Tester’s office declined a request by the Missoulian to release the discussion draft, saying the Senate Energy Committee was in charge of those versions. On Friday, Energy Committee communications director Bill Wicker said those drafts are not generally released to the public.

“The legislative process will involve often dozens of discussion drafts that go back and forth,” Wicker said. “The copy I have might not be the most recent. It could change this afternoon and again tomorrow morning and again on Monday. It’s a living document until all the revisions are made.”

The Missoulian received copies of a discussion draft on Friday that had no notations about which senator or staff member made the suggested changes. A time stamp on the electronic version of the document said it was created on May 24. Tester’s staff said it was the first version from the committee they’d seen.


Matthew Koehler of Last Best Place Wildlands Campaign sent e-mails on Thursday asking Tester to release copies of the discussion draft. He was joined by Michael Garrity of Alliance for the Wild Rockies, who accused Tester of continuing to work on the bill with a closed group of supporters.

“All these people were being naive, and I told them that from day one,” Garrity said, “if they thought they could come up with a final version from their small group and that version would become law. It changes when it goes through Congress. And now it seems it’s starting to fall apart.”

Wicker said such assumptions were unfounded.

“I’m just a little frustrated by the fella up in Montana,” he said of Koehler’s e-mails. “I don’t think any of us around here thought he would make a big media circus about it. I have no idea what version is shuttling back and forth. There could be a couple dozen iterations.”

Tester himself proposed numerous changes to his bill in February, including fast-tracking restoration work, modifying wilderness boundaries and clarifying recreation options. But because he’s no longer a member of the Energy Committee, he must defer to the committee staff to tinker with his own legislation at this point.

Wicker said those suggestions and any others offered by other senators go to the Energy Committee staff, a bipartisan working group that collectively hammers out language changes to pending legislation. Drafts may also be shown to affected agencies like the Forest Service, and the affected senators, he said. Once the committee clears a bill, it goes before the full committee for mark-up, the last public review before a bill is sent to the full Senate.

At that point, senators unhappy with the staff version of the bill may offer amendments, which the committee members vote on. Tester’s bill currently has no date scheduled for a committee mark-up. Wicker said there are less than 40 legislative working days left for this session of Congress.

“If the staff has been unable to work out the amendments, the prospects for those amendments are not so good,” Wicker said. “It’s important to let the process work as it has for decades. That’s why my colleagues get frustrated with any efforts to negotiate and work these things out through the newspaper.”

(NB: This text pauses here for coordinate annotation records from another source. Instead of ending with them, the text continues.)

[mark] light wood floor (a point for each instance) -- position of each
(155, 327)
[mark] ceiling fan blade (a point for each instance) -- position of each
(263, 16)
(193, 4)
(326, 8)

Tester originally offered S. 1470 last July. One of its more noticeable features was a requirement that the Forest Service designate at least 10,000 acres annually for timber harvest. It also ordered the Forest Service to take no longer than 12 months to conduct National Environmental Policy Act reviews on those projects. And it required the work be done through “stewardship contracts” that added wildlife habitat restoration, recreation improvements and road removal to the mix.

That’s considerably more acres and a faster review schedule than the Forest Service has been doing in Montana. Bill supporters hailed it as a way to energize the state’s timber industry and improve forest health. Critics charged it would result in unsustainable tree-cutting with weakened environmental safety standards.

“I like the dropping of the mandated logging and the time limit on NEPA, but I don’t think they went far enough,” said Garrity. He wants Tester to defer to another proposed bill called the Northern Rockies Ecosystem Protection Act, which would impose wilderness designation on 24 million acres across the Rocky Mountains.

Tim Baker of the Montana Wilderness Association said he got a copy of the discussion draft from Tester’s staff earlier this week for review. MWA was part of the original coalition of conservation, recreation and logging groups that Tester relied on to craft S.1470.

“We think it’s a good start, but it’s inadequate in a number of key respects,” Baker said of the discussion draft. “For sure it does not address adequately the timber side of the equation. This vision we’ve crafted and taken to D.C. is what we continue to pursue. We will not support legislation that does not contain adequate assurances for our timber partners.”